Cape Town – The GOOD Party has put the spotlight on clean audits achieved by the City of Cape Town after it emerged that the police were probing a staggering R1,6 billion corruption scandal .
Earlier this week, on Tuesday evening and Wednesday morning, police raided 26 properties across as part of a high-profile fraud investigation linked to dodgy contracts issued by the City of Cape Town municipality.
Police searched municipal offices, private businesses, homes of City of Cape Town officials, and premises of service providers with tenders.
Commenting on the police raids, GOOD Secretary-General & Member of the Western Cape Parliament Brett Herron said: “When SAPS [SA Police Service] arrives with warrants linked to tender fraud on the scale of R1.6 billion, we are compelled to ask: how did the City manage to have all these so-called ‘clean audits’?”
Herron further asked: “What lies beneath the glossy reports, if billions of rands of public money are under investigation?
“In this term of office, since 2021, the City of Cape Town has had more raids by the Hawks and Commercial Crimes Unit of SAPS than during all the previous terms combined.
“We have contracts with gangsters, a former Mayco [Mayoral Committee] member charged with fraud and corruption, raiding of two current Mayco members’ offices, and now the raids conducted yesterday.
Herron said, in the last two or three years, the City of Cape Town has had the R1.8 billion housing corruption scandal, the R386 million waste management corruption scandal, and now the R1.6 billion urban mobility corruption scandal.
“The fact that the City of Cape Town can receive clean audits while their procurement processes are so porous and the administration is so riddled with allegations of corruption – currently amounting to nearly R4 billion – must raise questions about both the claim of a clean audit, but more importantly, what does it actually tell any member of the public about the state of governance,’’ stated Herron.
He added: “Clearly, something is either misrepresented about the auditing process or the clean audit does not equal clean governance.”
Herron said it was the Democratic Alliance (DA) that had politicised clean audits by claiming they “represent something that those of us who have served in executive office know they are not”.
He said while SCOPA can interrogate ministers, DGs, HODs, and CEOs of state-owned entities, in full public and media view, the DA-led City of Cape Town closes the workings of the Municipal Public Accounts Committee to the public.
Herron suggested this arrangement enabled the City of Cape Town to hide corruption, irregular, fruitless, and wasteful expenditure from scrutiny.

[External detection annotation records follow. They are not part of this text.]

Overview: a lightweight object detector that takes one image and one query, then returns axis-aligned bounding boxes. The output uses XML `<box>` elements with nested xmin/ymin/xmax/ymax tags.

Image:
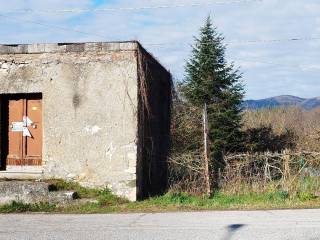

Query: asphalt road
<box><xmin>0</xmin><ymin>210</ymin><xmax>320</xmax><ymax>240</ymax></box>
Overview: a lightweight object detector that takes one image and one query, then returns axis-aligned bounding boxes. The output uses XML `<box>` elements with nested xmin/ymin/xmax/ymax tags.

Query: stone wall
<box><xmin>0</xmin><ymin>42</ymin><xmax>138</xmax><ymax>200</ymax></box>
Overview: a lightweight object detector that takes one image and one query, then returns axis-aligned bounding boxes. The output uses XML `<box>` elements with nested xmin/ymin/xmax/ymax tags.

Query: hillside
<box><xmin>243</xmin><ymin>95</ymin><xmax>320</xmax><ymax>110</ymax></box>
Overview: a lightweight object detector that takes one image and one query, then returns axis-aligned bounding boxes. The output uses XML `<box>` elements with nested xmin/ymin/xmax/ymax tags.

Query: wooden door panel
<box><xmin>6</xmin><ymin>97</ymin><xmax>42</xmax><ymax>166</ymax></box>
<box><xmin>7</xmin><ymin>99</ymin><xmax>24</xmax><ymax>165</ymax></box>
<box><xmin>25</xmin><ymin>99</ymin><xmax>42</xmax><ymax>159</ymax></box>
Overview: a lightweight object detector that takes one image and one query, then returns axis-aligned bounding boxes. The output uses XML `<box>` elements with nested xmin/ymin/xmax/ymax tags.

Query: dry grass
<box><xmin>243</xmin><ymin>107</ymin><xmax>320</xmax><ymax>152</ymax></box>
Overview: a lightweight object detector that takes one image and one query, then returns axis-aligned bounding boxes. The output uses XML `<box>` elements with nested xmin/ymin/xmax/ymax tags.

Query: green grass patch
<box><xmin>0</xmin><ymin>201</ymin><xmax>56</xmax><ymax>213</ymax></box>
<box><xmin>0</xmin><ymin>180</ymin><xmax>320</xmax><ymax>213</ymax></box>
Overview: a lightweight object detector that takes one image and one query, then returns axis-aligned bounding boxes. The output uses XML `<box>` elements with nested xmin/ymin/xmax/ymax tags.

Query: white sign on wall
<box><xmin>11</xmin><ymin>116</ymin><xmax>33</xmax><ymax>137</ymax></box>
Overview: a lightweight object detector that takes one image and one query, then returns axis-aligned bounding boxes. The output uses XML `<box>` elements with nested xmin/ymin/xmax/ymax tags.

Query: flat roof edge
<box><xmin>0</xmin><ymin>41</ymin><xmax>139</xmax><ymax>54</ymax></box>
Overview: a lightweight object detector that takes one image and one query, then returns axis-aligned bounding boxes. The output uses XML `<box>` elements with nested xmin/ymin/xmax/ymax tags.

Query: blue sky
<box><xmin>0</xmin><ymin>0</ymin><xmax>320</xmax><ymax>99</ymax></box>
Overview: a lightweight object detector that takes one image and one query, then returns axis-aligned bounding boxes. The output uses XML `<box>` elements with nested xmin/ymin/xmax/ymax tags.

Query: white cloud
<box><xmin>0</xmin><ymin>0</ymin><xmax>320</xmax><ymax>98</ymax></box>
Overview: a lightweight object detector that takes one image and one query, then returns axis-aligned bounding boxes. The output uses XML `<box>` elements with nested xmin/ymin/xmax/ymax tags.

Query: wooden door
<box><xmin>6</xmin><ymin>98</ymin><xmax>42</xmax><ymax>166</ymax></box>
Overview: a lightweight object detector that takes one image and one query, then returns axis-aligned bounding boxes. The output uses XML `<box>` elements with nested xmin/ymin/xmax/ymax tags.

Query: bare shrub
<box><xmin>243</xmin><ymin>107</ymin><xmax>320</xmax><ymax>152</ymax></box>
<box><xmin>222</xmin><ymin>151</ymin><xmax>320</xmax><ymax>193</ymax></box>
<box><xmin>169</xmin><ymin>103</ymin><xmax>320</xmax><ymax>194</ymax></box>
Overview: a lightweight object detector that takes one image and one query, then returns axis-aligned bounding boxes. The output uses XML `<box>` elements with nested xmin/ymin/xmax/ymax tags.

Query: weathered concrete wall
<box><xmin>0</xmin><ymin>42</ymin><xmax>138</xmax><ymax>200</ymax></box>
<box><xmin>137</xmin><ymin>47</ymin><xmax>172</xmax><ymax>199</ymax></box>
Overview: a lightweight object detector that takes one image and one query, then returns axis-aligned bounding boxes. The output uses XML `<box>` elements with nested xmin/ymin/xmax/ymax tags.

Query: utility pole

However, Cape Town Mayor Geordin Hill-Lewis said: “I’m concerned there’s been some irresponsible reporting on this: The fact is that the City of Cape Town’s City Manager, Lungelo Mbandazayo, asked the SAPS to investigate this matter, following the City’s own internal investigation.
“So we support the SAPS action, and in fact, our own investigations spurred them to act.
“Our residents can know that we will always root out any wrongdoing and have a zero tolerance for corruption.”